At the time of writing, around 21,000 households in Cox's Bzar have received LPG stoves and gas cylinders, and around 103,000 households have received supplies of compressed rice husks. While LPG has an advantage in terms of efficiency and cleanliness, with low particulate matter emissions, it is logistically challenging and expensive to supply a population of the scale that is currently residing in the refugee camps in Cox’s Bazar. Compressed rice husks are relatively easier to store and distribute but produce significantly more particulate matter than LPG when burnt.
Community Partners International (CPI) is participating in this effort through a project to distribute 1,000 improved cookstoves to 1,000 households (approximately 4,500 people). The project is focused on Camp 8 of the Kutupalong-Balukhali expansion site. This camp does not have any current cookstove programs and the majority of households continue to use traditional stoves. CPI has identified two low-cost stove models, produced locally in Bangladesh, that have high fuel-efficiency and low carbon monoxide emissions. These improved cookstoves consume around 50% less fuel than traditional stoves. In selecting the 1,000 households to participate in the project, CPI is applying a range of criteria, prioritizing women-headed households and households with children, and taking into consideration current stove usage and their level of interest in joining the project.
To support project implementation, CPI is working with local partner the Village Education Resource Center (VERC). VERC has been working with the Camp 8 community for some time and has developed strong networks and an understanding of the community dynamics.
CPI is also partnering with Nexleaf Analytics, a U.S. nonprofit that designs sensor technologies and generates data analytics, to install their StoveTrace device in five of each of the two stove models, as well as a further five in traditional stoves. The StoveTrace devices will gather data on emissions, usage, durability and the true cost of ownership of each kind of stove. This data will be used to support assessments the effectiveness and impact of CPI’s cookstove program and provide useful comparative data on stove performance.

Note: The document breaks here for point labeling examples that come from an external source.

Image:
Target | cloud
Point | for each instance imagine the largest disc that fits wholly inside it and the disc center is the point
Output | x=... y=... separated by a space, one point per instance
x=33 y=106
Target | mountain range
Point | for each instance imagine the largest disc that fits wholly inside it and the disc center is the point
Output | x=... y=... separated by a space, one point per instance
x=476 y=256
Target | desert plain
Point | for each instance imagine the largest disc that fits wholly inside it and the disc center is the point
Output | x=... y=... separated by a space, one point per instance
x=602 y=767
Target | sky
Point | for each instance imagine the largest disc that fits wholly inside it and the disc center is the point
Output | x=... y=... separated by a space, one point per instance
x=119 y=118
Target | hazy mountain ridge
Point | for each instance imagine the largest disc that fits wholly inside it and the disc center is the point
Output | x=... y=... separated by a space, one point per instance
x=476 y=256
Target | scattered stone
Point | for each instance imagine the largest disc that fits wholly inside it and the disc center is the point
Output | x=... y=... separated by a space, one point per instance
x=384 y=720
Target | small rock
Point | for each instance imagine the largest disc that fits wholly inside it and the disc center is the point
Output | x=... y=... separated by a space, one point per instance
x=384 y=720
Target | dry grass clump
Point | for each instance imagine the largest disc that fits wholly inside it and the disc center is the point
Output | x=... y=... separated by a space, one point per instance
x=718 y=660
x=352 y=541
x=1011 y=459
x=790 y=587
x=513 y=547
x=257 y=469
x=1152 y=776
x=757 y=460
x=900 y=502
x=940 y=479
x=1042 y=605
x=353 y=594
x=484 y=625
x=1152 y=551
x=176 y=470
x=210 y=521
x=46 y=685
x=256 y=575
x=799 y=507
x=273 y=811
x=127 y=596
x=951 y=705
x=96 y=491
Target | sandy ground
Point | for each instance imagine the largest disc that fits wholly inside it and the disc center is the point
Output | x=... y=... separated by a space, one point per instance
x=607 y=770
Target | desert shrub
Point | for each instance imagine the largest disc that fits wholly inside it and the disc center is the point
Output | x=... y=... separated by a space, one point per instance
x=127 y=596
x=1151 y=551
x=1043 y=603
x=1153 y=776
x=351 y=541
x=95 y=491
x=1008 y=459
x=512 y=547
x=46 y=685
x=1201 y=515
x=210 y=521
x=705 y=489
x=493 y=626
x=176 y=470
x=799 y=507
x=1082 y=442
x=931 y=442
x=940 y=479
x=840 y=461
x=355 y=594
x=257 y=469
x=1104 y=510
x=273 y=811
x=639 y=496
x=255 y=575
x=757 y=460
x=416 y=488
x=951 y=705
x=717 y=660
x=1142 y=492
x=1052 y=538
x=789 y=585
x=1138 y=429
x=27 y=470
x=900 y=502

To encourage strong community engagement, empowerment and local leadership within the project, CPI will work with VERC to set up community-based Energy Management Groups (EMGs). These groups will consist of 8-10 community members and will cover around 100 households in their catchment area. Comprised primarily of women, they will provide input and feedback throughout the project, visit the local community to consult with households about stove use on a regular basis, and support project implementation at the community level.
Additionally, CPI will support five female volunteer “Cookstove Ambassadors” who will work closely with the EMGs. These Cookstove Ambassadors will play a key role in raising awareness and understanding in the community of the benefits of improved cookstoves and will support project activities such as cooking competitions. They will also liaise with community leaders in other camp areas of the Kutupalong-Balukhali extension site to advocate for wider adoption of CPI’s improved cookstove program.
CPI estimates that these improved cookstoves will reduce carbon dioxide emissions from cooking in these communities by an estimated 2,000 tons per year. The reduced need for firewood as fuel for cooking will help to reduce environmental degradation and deforestation in the areas surrounding the camp.